Two years later, she was ready to re -try entrepreneurship. This time she had a more sophisticated business model. She took a loan for small businesses in the amount of $ 40,000, which was intended for her boyfriend at the time, and began to offer a combination of seasonal and throughout the year. In six years, Britton expanded Jeni’s to four brick and mortar stores, launched an e-commerce and founded a wholesale surgery. Until 2009, as production, distribution and sales became increasingly complex, she recognized the need for experienced leadership. In order to take Jeni to the next level, she made the main decision to hire the executive director.
“At different times of different companies, you need different leaders,” she explains. Her forces lie in taste innovation, creative marketing and customer insights – not in finances, accounting or human resources. In order to bridge that gap and encourage Jeni’s growth, she appointed John Lowo, an experienced executive director with the leadership experience in General Electricas executive director.

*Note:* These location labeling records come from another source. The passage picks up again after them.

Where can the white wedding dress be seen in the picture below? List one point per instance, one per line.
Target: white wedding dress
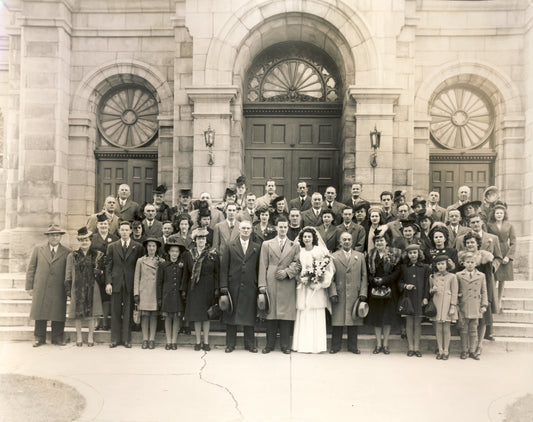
(310, 324)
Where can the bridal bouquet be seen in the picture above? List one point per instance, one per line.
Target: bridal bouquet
(315, 273)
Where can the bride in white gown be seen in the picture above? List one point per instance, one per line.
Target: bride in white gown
(311, 293)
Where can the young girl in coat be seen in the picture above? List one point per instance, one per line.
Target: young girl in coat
(473, 302)
(444, 288)
(171, 277)
(414, 283)
(145, 290)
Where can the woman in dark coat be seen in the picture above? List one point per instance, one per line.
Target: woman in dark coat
(203, 267)
(99, 241)
(263, 230)
(84, 273)
(383, 270)
(414, 285)
(499, 226)
(439, 237)
(170, 290)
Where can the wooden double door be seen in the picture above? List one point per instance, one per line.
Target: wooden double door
(446, 178)
(289, 150)
(139, 174)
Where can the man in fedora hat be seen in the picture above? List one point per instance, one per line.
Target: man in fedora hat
(121, 259)
(238, 277)
(45, 279)
(279, 264)
(349, 284)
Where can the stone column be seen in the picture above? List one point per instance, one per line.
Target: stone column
(212, 108)
(374, 108)
(39, 186)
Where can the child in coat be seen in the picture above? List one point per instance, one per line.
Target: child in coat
(444, 288)
(473, 302)
(414, 283)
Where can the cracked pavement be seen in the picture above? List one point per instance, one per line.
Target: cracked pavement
(158, 385)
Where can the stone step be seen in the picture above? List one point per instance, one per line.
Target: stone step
(366, 342)
(512, 329)
(517, 303)
(514, 316)
(14, 294)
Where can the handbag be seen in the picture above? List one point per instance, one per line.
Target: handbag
(136, 315)
(405, 307)
(214, 312)
(382, 292)
(430, 310)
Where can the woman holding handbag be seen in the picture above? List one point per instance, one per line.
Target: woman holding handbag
(414, 283)
(383, 270)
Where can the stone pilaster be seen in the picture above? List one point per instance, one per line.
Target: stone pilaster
(374, 108)
(212, 108)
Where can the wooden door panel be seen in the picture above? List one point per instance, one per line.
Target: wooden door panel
(446, 178)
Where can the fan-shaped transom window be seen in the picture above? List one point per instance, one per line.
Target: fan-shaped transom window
(462, 117)
(292, 74)
(127, 116)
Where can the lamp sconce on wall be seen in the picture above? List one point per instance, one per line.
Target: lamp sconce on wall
(375, 139)
(209, 136)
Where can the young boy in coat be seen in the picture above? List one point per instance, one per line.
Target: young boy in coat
(473, 303)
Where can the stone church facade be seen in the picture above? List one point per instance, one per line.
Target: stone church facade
(96, 93)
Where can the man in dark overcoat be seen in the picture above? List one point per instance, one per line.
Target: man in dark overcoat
(349, 284)
(120, 264)
(238, 277)
(45, 283)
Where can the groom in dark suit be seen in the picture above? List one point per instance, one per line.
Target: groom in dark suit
(238, 277)
(121, 258)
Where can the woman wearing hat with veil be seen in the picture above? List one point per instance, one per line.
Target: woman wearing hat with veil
(84, 273)
(312, 294)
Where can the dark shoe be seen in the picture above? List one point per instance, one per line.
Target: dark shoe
(473, 356)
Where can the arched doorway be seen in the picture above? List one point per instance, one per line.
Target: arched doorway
(293, 108)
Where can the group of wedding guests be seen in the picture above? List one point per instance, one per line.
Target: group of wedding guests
(286, 262)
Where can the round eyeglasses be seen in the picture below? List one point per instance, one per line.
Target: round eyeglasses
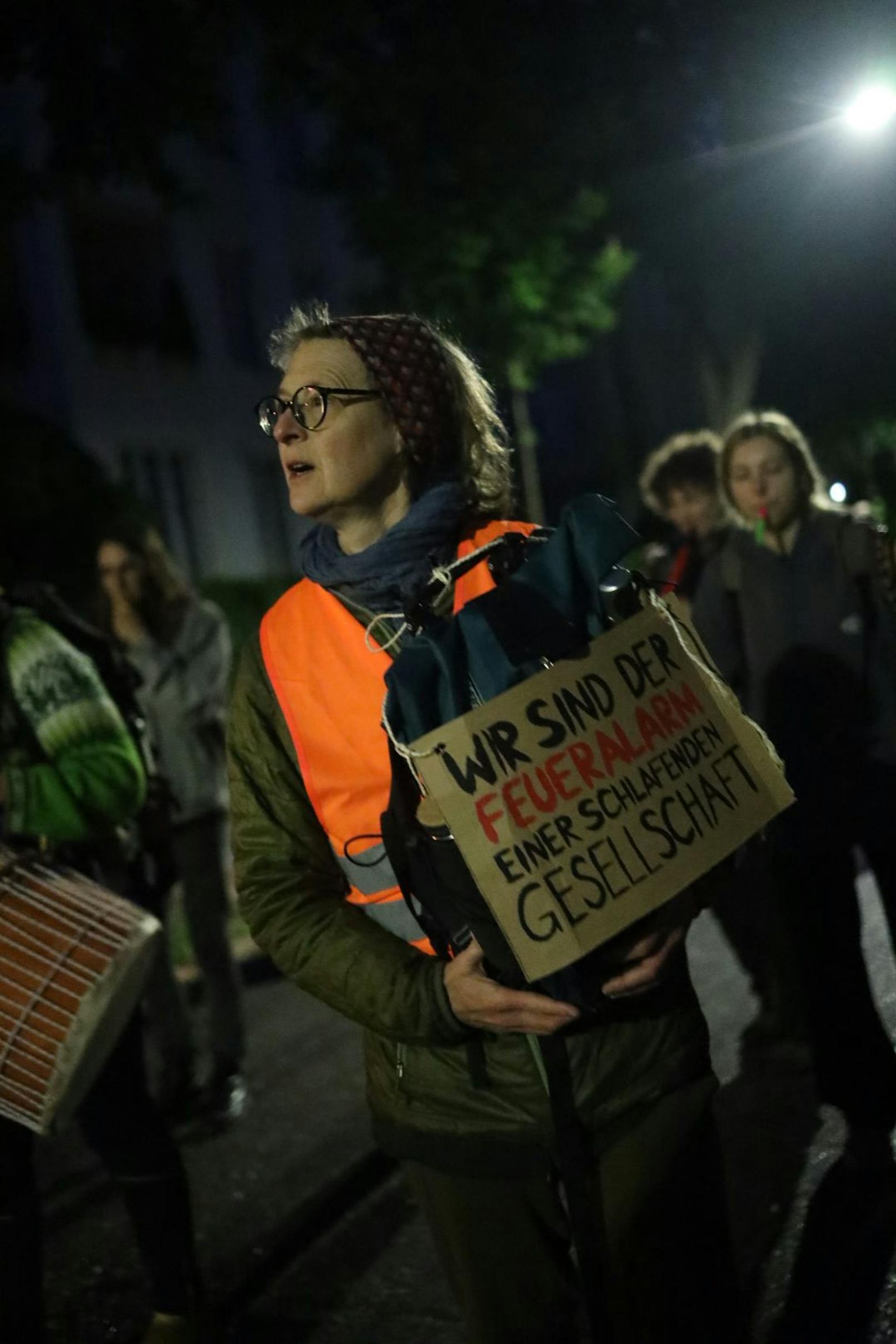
(308, 405)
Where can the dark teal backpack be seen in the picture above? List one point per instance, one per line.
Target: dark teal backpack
(554, 594)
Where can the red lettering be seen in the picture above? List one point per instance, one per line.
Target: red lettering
(546, 801)
(558, 776)
(610, 752)
(515, 804)
(488, 819)
(648, 727)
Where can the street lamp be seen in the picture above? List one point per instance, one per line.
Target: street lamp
(871, 109)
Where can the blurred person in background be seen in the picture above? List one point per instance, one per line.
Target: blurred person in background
(680, 484)
(180, 647)
(797, 610)
(70, 776)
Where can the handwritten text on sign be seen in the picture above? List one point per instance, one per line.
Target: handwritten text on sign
(599, 790)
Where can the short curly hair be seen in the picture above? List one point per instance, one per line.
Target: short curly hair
(681, 460)
(481, 455)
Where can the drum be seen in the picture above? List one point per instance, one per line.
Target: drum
(73, 964)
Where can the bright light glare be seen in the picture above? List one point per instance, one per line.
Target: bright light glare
(871, 109)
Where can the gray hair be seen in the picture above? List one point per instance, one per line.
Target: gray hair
(480, 457)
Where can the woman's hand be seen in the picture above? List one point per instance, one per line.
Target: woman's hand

Lowe’s business sharpness proved to be critical, especially during the 2015 Listeria epidemic, which forced Jeni to transfer focus from Britton’s creative and culinary forces to the management of crises, the financial strategy and technical operations. The outbreak led to a complete overhaul of the company’s safety protocol, temporary closure of all 21 stores and the destruction of 265 tons of ice cream. Lowe helped to secure aA $ 1.5 million loan loanFrom the Ohi Loan that invests in companies that work with insufficiently supplied communities, preventing financial collapse. In total, the company spent more than $ 2.7 million to start recall and make increasing operational changes. They included the restructuring of its Columbus, Ohio, a production facility to reduce cross -contamination, moving fresh fruits and vegetables to a separate object and testing each series of ice cream for safety.
The crisis marked a turning point for Britton, forcing her to face her own leadership challenges – especially the reluctance to take responsibility and communicate with clarity and authority. Recognizing these gaps, she hired a coach of executive leadership to learn how to influence fostering responsibility, transparency and collaboration.

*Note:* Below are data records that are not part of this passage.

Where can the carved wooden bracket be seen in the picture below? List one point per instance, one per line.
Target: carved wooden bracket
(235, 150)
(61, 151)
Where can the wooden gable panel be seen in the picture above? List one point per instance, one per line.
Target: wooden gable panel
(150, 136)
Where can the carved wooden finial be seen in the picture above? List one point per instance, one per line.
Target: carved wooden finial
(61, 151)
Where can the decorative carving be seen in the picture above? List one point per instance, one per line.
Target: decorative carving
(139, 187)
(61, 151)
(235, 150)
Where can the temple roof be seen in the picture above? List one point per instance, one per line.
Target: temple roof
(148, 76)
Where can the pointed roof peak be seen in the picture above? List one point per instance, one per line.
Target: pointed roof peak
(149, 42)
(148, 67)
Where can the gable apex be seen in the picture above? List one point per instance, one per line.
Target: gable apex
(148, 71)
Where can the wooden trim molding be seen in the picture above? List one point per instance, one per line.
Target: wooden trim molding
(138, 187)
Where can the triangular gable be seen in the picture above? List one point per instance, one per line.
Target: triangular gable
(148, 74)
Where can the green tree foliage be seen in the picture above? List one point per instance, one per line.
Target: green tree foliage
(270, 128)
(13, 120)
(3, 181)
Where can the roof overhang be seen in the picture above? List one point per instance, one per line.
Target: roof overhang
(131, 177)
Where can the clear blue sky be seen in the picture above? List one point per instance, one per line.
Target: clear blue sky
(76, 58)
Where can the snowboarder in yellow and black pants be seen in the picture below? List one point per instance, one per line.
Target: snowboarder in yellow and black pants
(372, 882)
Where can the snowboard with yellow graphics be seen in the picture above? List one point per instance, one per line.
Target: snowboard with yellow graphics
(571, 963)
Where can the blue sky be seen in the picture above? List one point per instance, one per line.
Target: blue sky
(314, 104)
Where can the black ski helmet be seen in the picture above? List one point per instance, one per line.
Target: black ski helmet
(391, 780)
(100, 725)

“I’m a middle -aged and I really like to trust people,” she says. “But I learned that I had to get up and, when I believed something and when I thought something, I should hear me.”
Britton believes that self -awareness is key to leaders to initiate innovation and growth.
She points to Jeni’s current executive director, Stacy Peterson, as evidence of this philosophy. Peterson, who played a major role in the rapid expansion of Wingstop as a main technological clerk, took over the helm in Jeni’s late 2022. As a newcomer in the ice cream industry, Peterson’s first line of business was to deepen her understanding of the craft. She studied the chemistry of ice cream and the science of dairy products in Ohio, as she drew in shell stores to connect first -hand customers. Self -awareness often requires difficult decisions.
For Britton, this meant to deviate from Jeni’s daily operations during the Coid-19 pandemia. Years of ruthless commitment took a tribute to her physical and mental health, leaving her exhausted is little left. She also realized that her deep involvement as a founder – and the perfectionism of guilt – limited the growth of the company.
“The aircraft is built, and if I continue to twist it, it will only stay on the ground, not live to its potential,” she says.
In order for Jeni to develop, Britton had to let go. She believes that the ego is often the biggest obstacle to leaders faced with similar intersection.
“People think they are so great that when they leave, there will be a hole that cannot be filled,” she says. “No matter how important the person is, the hole is always filled. And honestly, it’s always better.”